Gestik und Outfit sind eigentlich eine geschmäcklerische Petitesse, würde Putin nicht entsprechend Politik betreiben. Schon als Präsident agierte er mit Halbstarken-Attitüde, als er der Ukraine das Gas, Weißrussland und Litauen das Öl abdrehen, Fleischimporte aus Polen stoppen und die Deutsche Lufthansa durch eine Politik der Nadelstiche zwingen ließ, ihr Asiendrehkreuz nach Russland zu verlagern. Als Ministerpräsident hat er nun bewiesen, dass er sich - wie ein Halbstarker - auch nicht scheut, physische Gewalt anzuwenden.
Völlig überzogene Reaktion
Unklar ist bislang, was genau zum Krieg zwischen Georgien und Russland geführt hat. Provokationen durch die südossetischen Abtrünnigen, wie etwa die Regierung in Tiflis behauptet? Oder wollte Georgiens Präsident Michail Saakaschwili das Dauerthema Südossetien durch eine rasche Militäroffensive beenden? Dann hätten seine Truppen als Erstes den Roki-Tunnel abriegeln müssen, die wichtigste Straßenverbindung zwischen Südossetien und Russland, über die wenige Stunden später Moskaus Panzer rollten. Dass Tiflis dies unterließ, spricht entweder für einen erstaunlichen Dilettantismus Saakaschwilis oder aber gegen die These, er habe Südossetien im Handstreich nehmen wollen.

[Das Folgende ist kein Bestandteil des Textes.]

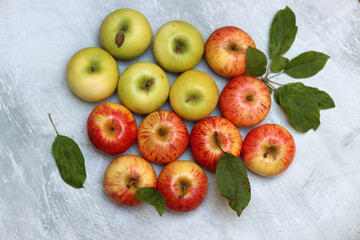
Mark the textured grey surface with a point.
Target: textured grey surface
(316, 198)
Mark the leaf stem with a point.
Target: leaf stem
(53, 124)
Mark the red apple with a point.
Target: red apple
(245, 101)
(225, 51)
(183, 184)
(111, 128)
(124, 175)
(268, 150)
(210, 132)
(162, 137)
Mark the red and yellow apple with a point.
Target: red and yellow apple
(92, 74)
(111, 128)
(268, 150)
(210, 133)
(125, 34)
(162, 137)
(124, 175)
(193, 95)
(225, 51)
(183, 184)
(178, 46)
(245, 101)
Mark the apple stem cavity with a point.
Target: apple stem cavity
(119, 39)
(53, 124)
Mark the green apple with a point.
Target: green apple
(143, 87)
(92, 74)
(193, 95)
(125, 34)
(178, 46)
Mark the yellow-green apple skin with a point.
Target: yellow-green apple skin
(162, 137)
(225, 51)
(178, 46)
(143, 87)
(111, 128)
(211, 133)
(124, 175)
(183, 184)
(268, 150)
(245, 101)
(193, 95)
(92, 74)
(125, 34)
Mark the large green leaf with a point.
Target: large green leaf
(152, 196)
(278, 64)
(306, 64)
(282, 33)
(232, 182)
(255, 62)
(69, 160)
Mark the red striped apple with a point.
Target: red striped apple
(225, 51)
(124, 175)
(111, 128)
(268, 150)
(162, 137)
(245, 101)
(183, 184)
(210, 133)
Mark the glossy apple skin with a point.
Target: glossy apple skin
(207, 134)
(92, 74)
(118, 175)
(136, 29)
(225, 51)
(183, 173)
(134, 90)
(111, 128)
(268, 150)
(162, 137)
(245, 101)
(171, 58)
(193, 83)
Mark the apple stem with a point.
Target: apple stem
(53, 125)
(217, 141)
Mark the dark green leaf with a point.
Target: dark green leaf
(69, 161)
(255, 62)
(306, 64)
(282, 33)
(323, 99)
(278, 64)
(232, 182)
(302, 109)
(152, 196)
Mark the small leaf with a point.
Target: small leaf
(278, 64)
(153, 197)
(282, 33)
(306, 64)
(232, 182)
(255, 62)
(302, 109)
(69, 160)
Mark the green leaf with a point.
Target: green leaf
(306, 64)
(69, 160)
(302, 109)
(255, 62)
(282, 33)
(278, 64)
(153, 197)
(233, 183)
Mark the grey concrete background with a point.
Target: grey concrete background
(316, 198)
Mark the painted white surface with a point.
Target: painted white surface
(318, 197)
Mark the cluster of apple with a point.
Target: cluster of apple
(162, 136)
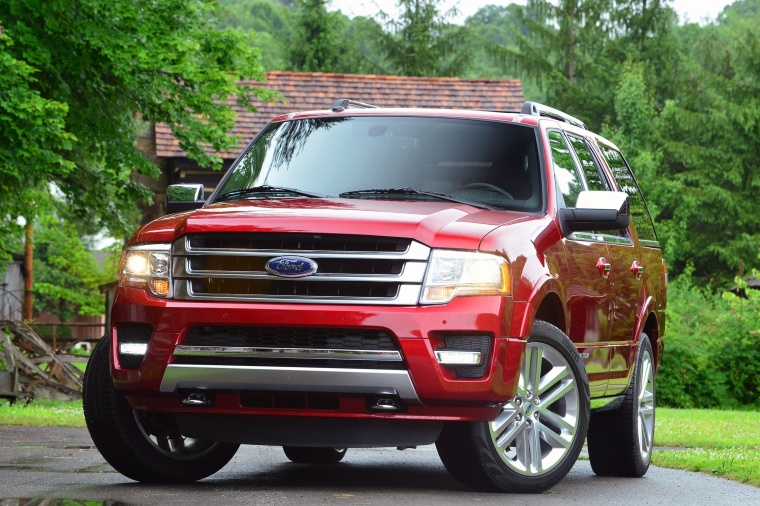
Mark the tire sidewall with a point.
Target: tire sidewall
(114, 430)
(645, 346)
(500, 473)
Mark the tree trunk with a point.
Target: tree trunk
(29, 278)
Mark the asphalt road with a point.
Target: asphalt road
(63, 463)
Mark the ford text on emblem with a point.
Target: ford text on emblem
(291, 267)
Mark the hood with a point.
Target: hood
(436, 224)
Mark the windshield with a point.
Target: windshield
(395, 158)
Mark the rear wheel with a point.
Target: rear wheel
(141, 445)
(537, 437)
(311, 455)
(620, 440)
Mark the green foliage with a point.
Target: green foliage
(42, 413)
(710, 142)
(314, 44)
(77, 75)
(66, 273)
(422, 43)
(712, 348)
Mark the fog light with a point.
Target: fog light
(457, 357)
(159, 287)
(133, 348)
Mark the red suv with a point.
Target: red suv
(487, 282)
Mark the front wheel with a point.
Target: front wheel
(314, 455)
(537, 437)
(141, 445)
(620, 440)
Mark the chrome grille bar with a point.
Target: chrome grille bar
(297, 353)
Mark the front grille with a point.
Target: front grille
(290, 362)
(290, 337)
(351, 269)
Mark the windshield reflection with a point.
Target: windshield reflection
(490, 163)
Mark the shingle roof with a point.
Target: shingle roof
(305, 91)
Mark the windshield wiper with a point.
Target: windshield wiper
(266, 191)
(412, 191)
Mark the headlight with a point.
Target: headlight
(455, 273)
(148, 267)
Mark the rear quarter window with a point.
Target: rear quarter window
(627, 183)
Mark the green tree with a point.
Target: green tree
(573, 49)
(78, 76)
(67, 274)
(422, 43)
(269, 23)
(710, 141)
(314, 46)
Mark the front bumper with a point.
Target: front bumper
(426, 388)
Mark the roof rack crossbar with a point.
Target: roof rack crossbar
(536, 109)
(345, 103)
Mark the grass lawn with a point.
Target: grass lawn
(721, 443)
(42, 413)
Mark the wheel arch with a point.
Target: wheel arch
(545, 304)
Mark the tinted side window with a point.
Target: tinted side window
(565, 171)
(624, 177)
(594, 180)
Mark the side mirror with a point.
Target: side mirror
(596, 210)
(184, 197)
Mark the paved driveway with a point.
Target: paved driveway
(63, 463)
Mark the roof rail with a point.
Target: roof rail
(536, 109)
(345, 103)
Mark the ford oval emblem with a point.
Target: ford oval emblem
(291, 267)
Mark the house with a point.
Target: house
(303, 91)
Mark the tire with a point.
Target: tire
(620, 440)
(314, 455)
(143, 446)
(537, 437)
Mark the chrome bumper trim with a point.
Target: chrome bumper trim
(297, 353)
(289, 379)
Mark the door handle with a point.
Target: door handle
(604, 267)
(637, 269)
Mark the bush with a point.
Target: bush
(712, 349)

Klar ist hingegen, dass Putins Reaktion völlig überzogen und sogar völkerrechtswidrig ist. Georgiens Truppen aus Südossetien hinauszudrängen, um den Status quo ante wiederherzustellen, wäre noch nachvollziehbar gewesen. Stattdessen drangen Russlands Truppen tief ins georgische Kernland ein - zu einem Zeitpunkt, als Tiflis auf Druck von EU und OSZE längst einen einseitigen Waffenstillstand erklärt hatte -, zerbombten die militärische Infrastruktur und beschädigten die wirtschaftliche schwer. Sie gaben den Abchasen Deckung, um die letzten georgischen Truppen aus dem Kodori-Tal zu werfen. Vor allem aber sagte Russlands Außenminister sehr deutlich, dass Saakaschwili zurücktreten muss. Mit ihm werde man nicht verhandeln.